Oh ! laissez-moi rêver ! Ne plaignez pas mes larmes.
Si souvent dans le monde on rit sans être heureux,
Que pleurer d’un regret est parfois plein de charmes,
Et vaut mieux qu’un bonheur qui ment à tous les yeux !
Je connais du plaisir le beau masque hypocrite,
La voix au timbre faux et le rire trompeur,
Que vos pleurs en secret vont remplacer bien vite,
Comme un fer retiré des blessures du cœur.
Pour moi, du moins mes pleurs n’ont pas besoin de voile :
Sur mon front ma douleur, — comme au ciel une étoile !

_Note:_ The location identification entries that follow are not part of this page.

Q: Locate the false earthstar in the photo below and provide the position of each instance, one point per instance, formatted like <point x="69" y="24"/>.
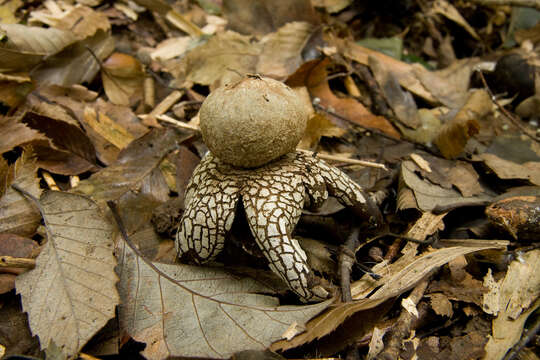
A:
<point x="252" y="128"/>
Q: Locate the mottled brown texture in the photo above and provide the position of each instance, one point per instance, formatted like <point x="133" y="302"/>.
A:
<point x="273" y="197"/>
<point x="252" y="122"/>
<point x="519" y="215"/>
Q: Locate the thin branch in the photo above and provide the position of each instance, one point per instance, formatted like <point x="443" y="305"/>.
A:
<point x="346" y="260"/>
<point x="404" y="324"/>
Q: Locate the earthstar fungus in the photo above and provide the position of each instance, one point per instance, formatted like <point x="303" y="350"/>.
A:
<point x="254" y="162"/>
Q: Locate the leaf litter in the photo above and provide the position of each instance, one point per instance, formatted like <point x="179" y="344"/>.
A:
<point x="439" y="113"/>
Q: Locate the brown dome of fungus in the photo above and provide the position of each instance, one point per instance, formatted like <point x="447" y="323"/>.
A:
<point x="252" y="122"/>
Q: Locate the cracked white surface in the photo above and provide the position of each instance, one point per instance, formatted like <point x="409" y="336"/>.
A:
<point x="273" y="197"/>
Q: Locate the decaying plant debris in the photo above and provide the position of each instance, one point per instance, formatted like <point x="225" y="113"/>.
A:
<point x="99" y="135"/>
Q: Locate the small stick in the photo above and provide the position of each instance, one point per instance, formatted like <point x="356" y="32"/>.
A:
<point x="346" y="260"/>
<point x="345" y="160"/>
<point x="402" y="328"/>
<point x="21" y="263"/>
<point x="177" y="123"/>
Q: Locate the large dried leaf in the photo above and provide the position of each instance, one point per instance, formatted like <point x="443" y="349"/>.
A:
<point x="402" y="71"/>
<point x="80" y="20"/>
<point x="229" y="55"/>
<point x="14" y="133"/>
<point x="399" y="100"/>
<point x="76" y="65"/>
<point x="430" y="196"/>
<point x="58" y="124"/>
<point x="27" y="45"/>
<point x="394" y="284"/>
<point x="281" y="51"/>
<point x="71" y="293"/>
<point x="224" y="57"/>
<point x="134" y="163"/>
<point x="194" y="311"/>
<point x="17" y="214"/>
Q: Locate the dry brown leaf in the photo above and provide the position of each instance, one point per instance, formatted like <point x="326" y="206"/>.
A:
<point x="134" y="163"/>
<point x="75" y="65"/>
<point x="17" y="247"/>
<point x="281" y="50"/>
<point x="402" y="71"/>
<point x="17" y="215"/>
<point x="318" y="125"/>
<point x="8" y="10"/>
<point x="319" y="255"/>
<point x="441" y="305"/>
<point x="515" y="297"/>
<point x="71" y="293"/>
<point x="393" y="285"/>
<point x="110" y="130"/>
<point x="227" y="56"/>
<point x="399" y="100"/>
<point x="223" y="59"/>
<point x="519" y="215"/>
<point x="14" y="330"/>
<point x="27" y="45"/>
<point x="165" y="10"/>
<point x="265" y="16"/>
<point x="122" y="78"/>
<point x="506" y="169"/>
<point x="65" y="136"/>
<point x="332" y="6"/>
<point x="195" y="311"/>
<point x="454" y="135"/>
<point x="80" y="20"/>
<point x="313" y="75"/>
<point x="430" y="196"/>
<point x="14" y="133"/>
<point x="448" y="85"/>
<point x="448" y="10"/>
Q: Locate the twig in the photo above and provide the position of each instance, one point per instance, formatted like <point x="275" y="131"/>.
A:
<point x="178" y="123"/>
<point x="375" y="131"/>
<point x="525" y="339"/>
<point x="513" y="120"/>
<point x="22" y="263"/>
<point x="402" y="328"/>
<point x="346" y="260"/>
<point x="345" y="160"/>
<point x="535" y="4"/>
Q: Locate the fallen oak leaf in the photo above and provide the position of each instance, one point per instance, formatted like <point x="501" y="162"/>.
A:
<point x="71" y="294"/>
<point x="195" y="311"/>
<point x="393" y="285"/>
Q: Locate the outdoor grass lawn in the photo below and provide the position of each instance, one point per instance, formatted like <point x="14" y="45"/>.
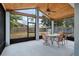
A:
<point x="22" y="35"/>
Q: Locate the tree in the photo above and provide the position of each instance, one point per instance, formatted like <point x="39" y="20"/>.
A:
<point x="45" y="21"/>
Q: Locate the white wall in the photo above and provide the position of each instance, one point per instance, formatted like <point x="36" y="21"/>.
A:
<point x="7" y="28"/>
<point x="76" y="30"/>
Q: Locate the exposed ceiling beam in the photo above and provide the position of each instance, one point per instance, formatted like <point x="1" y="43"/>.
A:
<point x="24" y="14"/>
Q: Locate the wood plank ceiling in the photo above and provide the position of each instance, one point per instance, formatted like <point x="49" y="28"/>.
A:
<point x="62" y="10"/>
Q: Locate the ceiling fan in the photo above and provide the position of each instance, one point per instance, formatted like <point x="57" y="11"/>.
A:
<point x="48" y="9"/>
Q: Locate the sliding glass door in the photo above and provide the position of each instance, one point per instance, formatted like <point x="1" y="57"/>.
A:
<point x="22" y="28"/>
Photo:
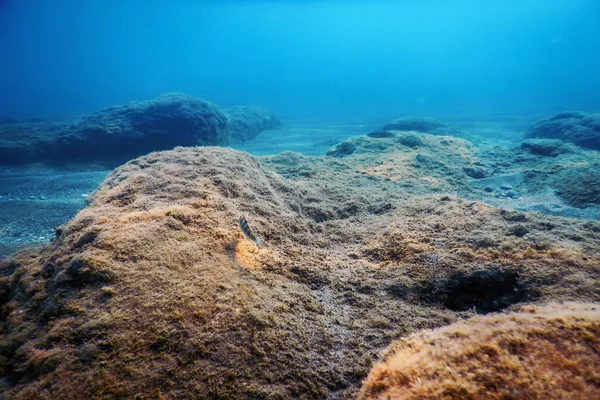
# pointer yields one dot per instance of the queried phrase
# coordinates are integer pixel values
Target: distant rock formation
(117, 134)
(579, 186)
(245, 122)
(152, 290)
(580, 128)
(544, 147)
(540, 352)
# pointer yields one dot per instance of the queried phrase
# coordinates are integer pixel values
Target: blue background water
(303, 58)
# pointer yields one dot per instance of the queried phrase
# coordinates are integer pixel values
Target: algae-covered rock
(539, 352)
(579, 186)
(580, 128)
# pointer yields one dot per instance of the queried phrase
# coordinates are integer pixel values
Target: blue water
(334, 59)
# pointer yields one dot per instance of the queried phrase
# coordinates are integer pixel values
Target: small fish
(245, 227)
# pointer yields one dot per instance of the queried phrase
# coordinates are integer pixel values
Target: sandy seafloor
(34, 200)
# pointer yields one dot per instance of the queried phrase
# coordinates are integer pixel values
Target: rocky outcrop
(579, 186)
(117, 134)
(245, 122)
(580, 128)
(539, 352)
(152, 290)
(544, 147)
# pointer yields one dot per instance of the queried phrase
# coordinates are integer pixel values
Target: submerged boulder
(117, 134)
(544, 147)
(245, 122)
(579, 186)
(425, 125)
(580, 128)
(540, 352)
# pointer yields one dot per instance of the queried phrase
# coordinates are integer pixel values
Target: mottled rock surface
(152, 290)
(539, 352)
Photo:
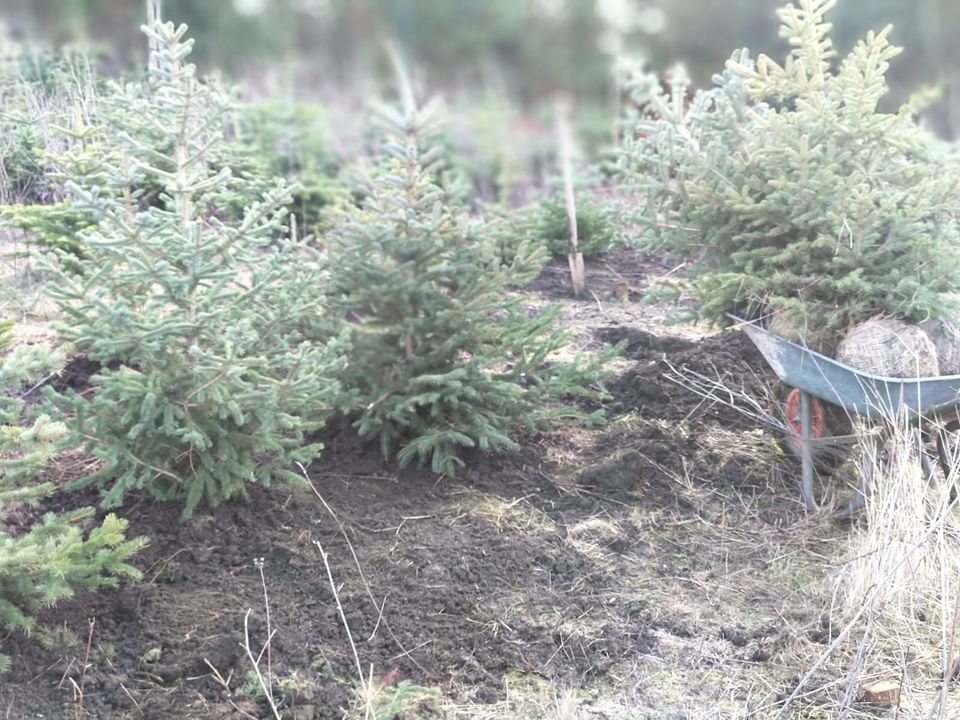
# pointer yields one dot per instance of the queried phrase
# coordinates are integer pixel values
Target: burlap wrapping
(889, 347)
(945, 336)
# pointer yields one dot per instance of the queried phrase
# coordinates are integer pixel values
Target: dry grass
(895, 595)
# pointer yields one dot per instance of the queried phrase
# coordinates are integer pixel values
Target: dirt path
(658, 567)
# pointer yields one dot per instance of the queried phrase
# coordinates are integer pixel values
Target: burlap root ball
(945, 336)
(889, 347)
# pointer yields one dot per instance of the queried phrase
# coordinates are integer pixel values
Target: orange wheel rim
(792, 411)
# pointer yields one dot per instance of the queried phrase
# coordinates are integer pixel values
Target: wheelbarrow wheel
(948, 451)
(805, 425)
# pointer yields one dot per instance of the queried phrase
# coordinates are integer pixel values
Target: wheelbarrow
(814, 377)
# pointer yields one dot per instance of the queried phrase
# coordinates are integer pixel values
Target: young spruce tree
(59, 554)
(443, 355)
(202, 324)
(787, 189)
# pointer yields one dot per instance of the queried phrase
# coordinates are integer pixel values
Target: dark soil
(449, 597)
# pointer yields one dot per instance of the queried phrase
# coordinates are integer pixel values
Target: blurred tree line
(526, 49)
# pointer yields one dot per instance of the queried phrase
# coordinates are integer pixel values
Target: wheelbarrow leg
(806, 452)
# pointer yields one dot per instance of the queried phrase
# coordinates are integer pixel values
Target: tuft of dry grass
(893, 617)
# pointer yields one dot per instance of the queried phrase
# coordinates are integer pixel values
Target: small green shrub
(444, 356)
(57, 226)
(59, 554)
(785, 188)
(597, 230)
(203, 324)
(291, 141)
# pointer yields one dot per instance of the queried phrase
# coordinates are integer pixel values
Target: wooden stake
(564, 110)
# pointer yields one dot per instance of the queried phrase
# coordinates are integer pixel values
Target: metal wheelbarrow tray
(859, 393)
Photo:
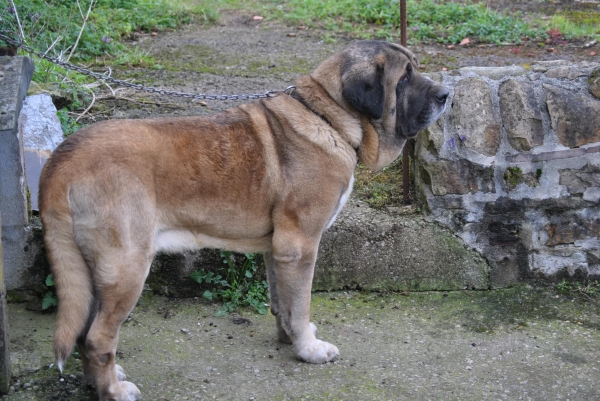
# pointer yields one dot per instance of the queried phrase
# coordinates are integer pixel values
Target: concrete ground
(522, 343)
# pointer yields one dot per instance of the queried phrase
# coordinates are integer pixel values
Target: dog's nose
(442, 95)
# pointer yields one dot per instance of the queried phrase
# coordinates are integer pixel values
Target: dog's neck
(314, 97)
(356, 130)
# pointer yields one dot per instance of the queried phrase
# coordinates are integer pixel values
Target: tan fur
(264, 177)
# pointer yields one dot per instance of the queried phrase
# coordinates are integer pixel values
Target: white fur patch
(342, 201)
(175, 241)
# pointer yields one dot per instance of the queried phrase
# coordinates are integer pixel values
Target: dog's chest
(342, 201)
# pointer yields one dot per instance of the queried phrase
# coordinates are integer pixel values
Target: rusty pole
(405, 152)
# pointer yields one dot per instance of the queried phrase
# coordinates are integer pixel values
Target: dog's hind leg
(274, 299)
(116, 302)
(294, 257)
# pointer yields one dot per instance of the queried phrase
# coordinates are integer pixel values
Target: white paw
(318, 352)
(121, 376)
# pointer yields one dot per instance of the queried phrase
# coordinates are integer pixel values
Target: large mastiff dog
(268, 176)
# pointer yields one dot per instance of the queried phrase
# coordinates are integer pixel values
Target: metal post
(405, 152)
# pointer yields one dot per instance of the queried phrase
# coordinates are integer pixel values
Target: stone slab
(472, 118)
(5, 371)
(15, 75)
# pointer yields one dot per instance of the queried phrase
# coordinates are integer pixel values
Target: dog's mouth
(410, 127)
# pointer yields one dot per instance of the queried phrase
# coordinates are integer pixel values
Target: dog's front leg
(292, 264)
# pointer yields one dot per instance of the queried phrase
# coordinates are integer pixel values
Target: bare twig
(82, 27)
(12, 3)
(53, 44)
(89, 107)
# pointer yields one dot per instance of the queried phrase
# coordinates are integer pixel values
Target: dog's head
(379, 82)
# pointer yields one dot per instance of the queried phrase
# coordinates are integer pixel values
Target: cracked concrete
(520, 343)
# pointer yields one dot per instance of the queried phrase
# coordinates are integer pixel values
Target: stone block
(5, 371)
(575, 118)
(578, 181)
(472, 117)
(375, 251)
(570, 229)
(494, 72)
(594, 83)
(520, 114)
(15, 74)
(42, 133)
(457, 177)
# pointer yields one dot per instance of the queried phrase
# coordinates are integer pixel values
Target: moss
(538, 173)
(380, 188)
(513, 177)
(15, 297)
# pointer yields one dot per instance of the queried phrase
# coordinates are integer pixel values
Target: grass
(237, 285)
(577, 24)
(429, 20)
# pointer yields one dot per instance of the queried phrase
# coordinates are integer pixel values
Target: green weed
(49, 299)
(380, 188)
(588, 290)
(573, 24)
(235, 287)
(429, 20)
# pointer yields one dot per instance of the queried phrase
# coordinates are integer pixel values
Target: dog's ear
(365, 92)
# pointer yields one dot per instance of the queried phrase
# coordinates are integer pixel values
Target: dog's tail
(72, 278)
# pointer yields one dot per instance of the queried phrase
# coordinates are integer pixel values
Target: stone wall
(513, 168)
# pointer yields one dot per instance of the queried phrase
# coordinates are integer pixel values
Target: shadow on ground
(521, 343)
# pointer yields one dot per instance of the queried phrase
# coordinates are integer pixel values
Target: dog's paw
(125, 391)
(121, 376)
(318, 352)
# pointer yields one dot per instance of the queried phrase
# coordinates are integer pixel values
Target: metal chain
(150, 89)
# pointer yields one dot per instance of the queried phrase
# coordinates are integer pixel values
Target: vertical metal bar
(405, 152)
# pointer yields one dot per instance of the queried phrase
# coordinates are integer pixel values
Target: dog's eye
(407, 73)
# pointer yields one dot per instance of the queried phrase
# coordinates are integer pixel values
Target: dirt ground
(522, 343)
(242, 56)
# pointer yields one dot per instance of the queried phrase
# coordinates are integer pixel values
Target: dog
(268, 176)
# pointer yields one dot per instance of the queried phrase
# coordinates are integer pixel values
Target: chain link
(140, 87)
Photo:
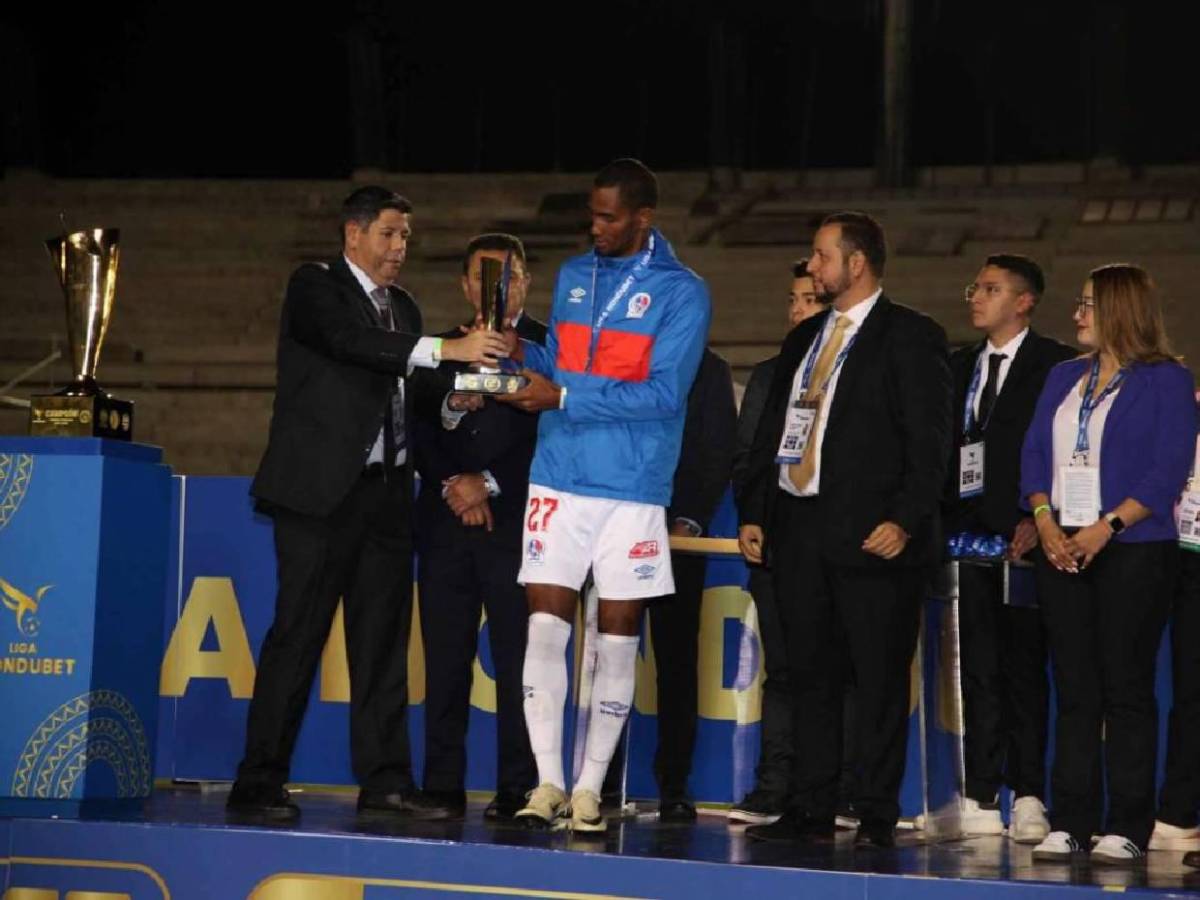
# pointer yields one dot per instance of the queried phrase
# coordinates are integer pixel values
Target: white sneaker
(1116, 850)
(545, 807)
(1057, 847)
(981, 820)
(1168, 837)
(586, 813)
(1029, 822)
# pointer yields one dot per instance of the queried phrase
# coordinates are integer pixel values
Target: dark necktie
(990, 389)
(394, 413)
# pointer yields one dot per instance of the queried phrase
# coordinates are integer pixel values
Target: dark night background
(317, 91)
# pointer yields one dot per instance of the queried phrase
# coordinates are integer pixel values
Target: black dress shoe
(792, 827)
(409, 804)
(876, 834)
(677, 809)
(264, 803)
(504, 807)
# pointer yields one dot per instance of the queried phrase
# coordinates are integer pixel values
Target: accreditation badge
(1080, 496)
(802, 419)
(1187, 517)
(971, 469)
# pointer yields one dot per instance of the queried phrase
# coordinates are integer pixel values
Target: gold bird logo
(23, 606)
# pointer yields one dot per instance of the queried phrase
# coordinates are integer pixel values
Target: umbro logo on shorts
(643, 550)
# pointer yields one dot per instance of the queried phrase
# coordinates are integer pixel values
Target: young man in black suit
(337, 480)
(1006, 694)
(706, 460)
(843, 495)
(474, 483)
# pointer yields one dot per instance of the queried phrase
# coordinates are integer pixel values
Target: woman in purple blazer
(1104, 461)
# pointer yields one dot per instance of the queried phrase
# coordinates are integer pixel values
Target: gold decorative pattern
(101, 726)
(16, 471)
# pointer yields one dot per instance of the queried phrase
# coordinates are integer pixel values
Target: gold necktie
(801, 473)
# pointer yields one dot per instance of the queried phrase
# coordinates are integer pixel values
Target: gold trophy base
(90, 415)
(489, 383)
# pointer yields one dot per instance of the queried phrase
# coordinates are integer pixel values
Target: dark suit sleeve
(319, 317)
(922, 390)
(753, 402)
(708, 437)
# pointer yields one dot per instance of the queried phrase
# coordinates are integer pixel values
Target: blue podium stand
(84, 545)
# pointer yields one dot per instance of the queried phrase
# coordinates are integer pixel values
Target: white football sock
(544, 682)
(612, 693)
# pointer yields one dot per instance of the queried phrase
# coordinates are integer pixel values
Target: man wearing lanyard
(627, 331)
(843, 497)
(1006, 691)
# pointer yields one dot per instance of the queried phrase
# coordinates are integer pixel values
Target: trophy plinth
(85, 263)
(492, 304)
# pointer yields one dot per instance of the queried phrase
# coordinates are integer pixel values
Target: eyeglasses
(990, 292)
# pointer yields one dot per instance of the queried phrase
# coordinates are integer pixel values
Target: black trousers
(1006, 690)
(361, 553)
(478, 573)
(1104, 627)
(844, 622)
(675, 630)
(774, 767)
(1180, 798)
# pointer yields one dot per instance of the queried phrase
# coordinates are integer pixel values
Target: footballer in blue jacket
(627, 331)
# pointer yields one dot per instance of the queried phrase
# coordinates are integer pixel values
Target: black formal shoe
(504, 807)
(876, 834)
(677, 809)
(792, 827)
(409, 804)
(265, 803)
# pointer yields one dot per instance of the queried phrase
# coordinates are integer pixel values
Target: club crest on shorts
(637, 305)
(643, 550)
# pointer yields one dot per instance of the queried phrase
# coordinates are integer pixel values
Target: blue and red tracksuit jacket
(627, 377)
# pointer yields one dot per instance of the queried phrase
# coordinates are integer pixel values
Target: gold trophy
(493, 303)
(85, 263)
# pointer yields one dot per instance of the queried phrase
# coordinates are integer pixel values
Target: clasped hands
(1077, 552)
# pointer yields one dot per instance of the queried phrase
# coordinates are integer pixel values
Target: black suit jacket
(336, 369)
(706, 456)
(499, 438)
(997, 509)
(886, 443)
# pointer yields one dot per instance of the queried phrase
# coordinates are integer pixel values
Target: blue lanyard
(811, 361)
(639, 268)
(1089, 406)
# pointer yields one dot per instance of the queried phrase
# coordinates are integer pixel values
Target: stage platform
(180, 845)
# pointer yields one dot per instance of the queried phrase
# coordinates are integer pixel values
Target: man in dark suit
(765, 803)
(1006, 694)
(474, 483)
(336, 480)
(843, 495)
(701, 477)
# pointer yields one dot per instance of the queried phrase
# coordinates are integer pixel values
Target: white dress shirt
(1009, 351)
(421, 355)
(857, 315)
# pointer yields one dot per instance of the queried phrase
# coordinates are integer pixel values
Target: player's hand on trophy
(478, 346)
(465, 491)
(750, 544)
(539, 394)
(479, 516)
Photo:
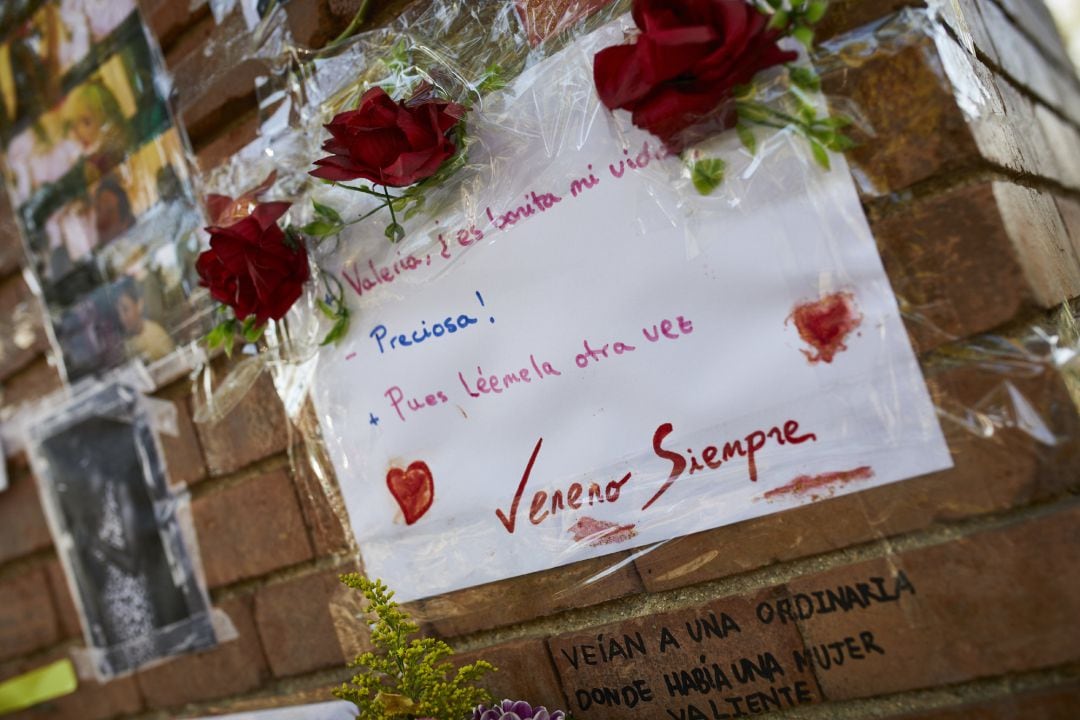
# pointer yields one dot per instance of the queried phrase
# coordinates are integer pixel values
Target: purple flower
(516, 710)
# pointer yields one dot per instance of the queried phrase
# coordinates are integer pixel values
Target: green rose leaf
(707, 174)
(326, 213)
(746, 135)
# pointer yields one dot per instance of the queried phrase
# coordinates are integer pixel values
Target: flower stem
(390, 204)
(367, 191)
(358, 19)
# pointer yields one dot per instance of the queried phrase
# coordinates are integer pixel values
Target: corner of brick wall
(977, 219)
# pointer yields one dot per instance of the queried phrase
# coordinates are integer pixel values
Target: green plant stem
(358, 19)
(368, 191)
(390, 204)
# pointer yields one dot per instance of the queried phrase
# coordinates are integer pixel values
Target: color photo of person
(145, 338)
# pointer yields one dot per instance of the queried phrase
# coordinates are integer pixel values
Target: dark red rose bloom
(678, 78)
(388, 143)
(251, 268)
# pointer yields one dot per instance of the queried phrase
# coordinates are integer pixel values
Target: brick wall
(973, 574)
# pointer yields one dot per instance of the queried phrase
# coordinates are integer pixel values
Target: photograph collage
(97, 179)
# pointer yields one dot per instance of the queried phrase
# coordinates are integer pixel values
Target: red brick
(524, 670)
(990, 603)
(302, 641)
(11, 245)
(740, 637)
(22, 331)
(250, 529)
(170, 22)
(218, 147)
(543, 18)
(527, 597)
(972, 258)
(70, 625)
(1040, 243)
(27, 619)
(846, 15)
(1056, 704)
(319, 492)
(315, 23)
(254, 429)
(905, 96)
(231, 668)
(183, 453)
(1009, 469)
(23, 528)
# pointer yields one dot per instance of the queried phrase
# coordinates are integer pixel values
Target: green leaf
(815, 11)
(707, 174)
(326, 213)
(820, 153)
(805, 36)
(779, 21)
(753, 112)
(746, 135)
(293, 239)
(221, 330)
(321, 228)
(394, 232)
(491, 81)
(253, 331)
(805, 78)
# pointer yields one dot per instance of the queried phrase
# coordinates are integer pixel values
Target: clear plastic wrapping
(525, 380)
(592, 368)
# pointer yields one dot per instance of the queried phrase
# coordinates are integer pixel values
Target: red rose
(678, 77)
(251, 268)
(388, 143)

Ce dernier vers ne résume-t-il pas, comme un accord final et solennel, la pensée qui domine tout ce recueil lyrique ? Oui, c’est bien la douleur qui est l’étoile de cette plaintive et tendre muse. C’est la douleur dont le sceau irrécusable se retrouve dans les récits qui ont été la continuation dramatique de ces poèmes élégiaques. L’inspiration de l’auteur ne fait que s’y achever et s’y préciser. Les nouvelles mêmes se complètent les unes par les autres. Marie-Madeleine, Résignation, Une Vie heureuse, ont leur pendant naturel dans le Médecin du Village et dans Une Histoire hollandaise. Toutes ces frêles victimes, toutes ces jeunes femmes touchées dans leur printemps par le vent de la mort, Madeleine, Éva, Ursule, Christine, laissent deviner, malgré la diversité de leurs physionomies, une sorte de parenté, d’affinité mystérieuse. Les histoires qui encadrent ces gracieuses figures sont autant d’hymnes chantés à l’expiatoire et salutaire puissance de la douleur. Toutes les fois que l’auteur est amené à traiter ce thème préféré, il rencontre des images, il trouve des paroles empreintes d’une noble et profonde émotion. L’ame d’une femme se révèle alors dans toute sa sensibilité, et l’analyse de ces amères voluptés du sacrifice prend dans ces pages si simples un intérêt qu’elle n’aurait pas sous la plume du moraliste.

On a peut-être une idée maintenant de l’ensemble littéraire auquel appartient le récit qu’on va lire. Publier ce récit, c’est compléter et justifier nos éloges ; c’est aussi rendre à l’auteur un nouvel hommage. Il nous semble d’ailleurs que des œuvres marquées au coin d’un sentiment moral si élevé et si pur doivent aujourd’hui moins que jamais être soustraites à l’attention du public. Les voix qui nous parlent d’apaisement et de soumission sont malheureusement trop rares, et celles-là surtout, dans le temps où nous vivons, peuvent avoir une heureuse et bienfaisante influence.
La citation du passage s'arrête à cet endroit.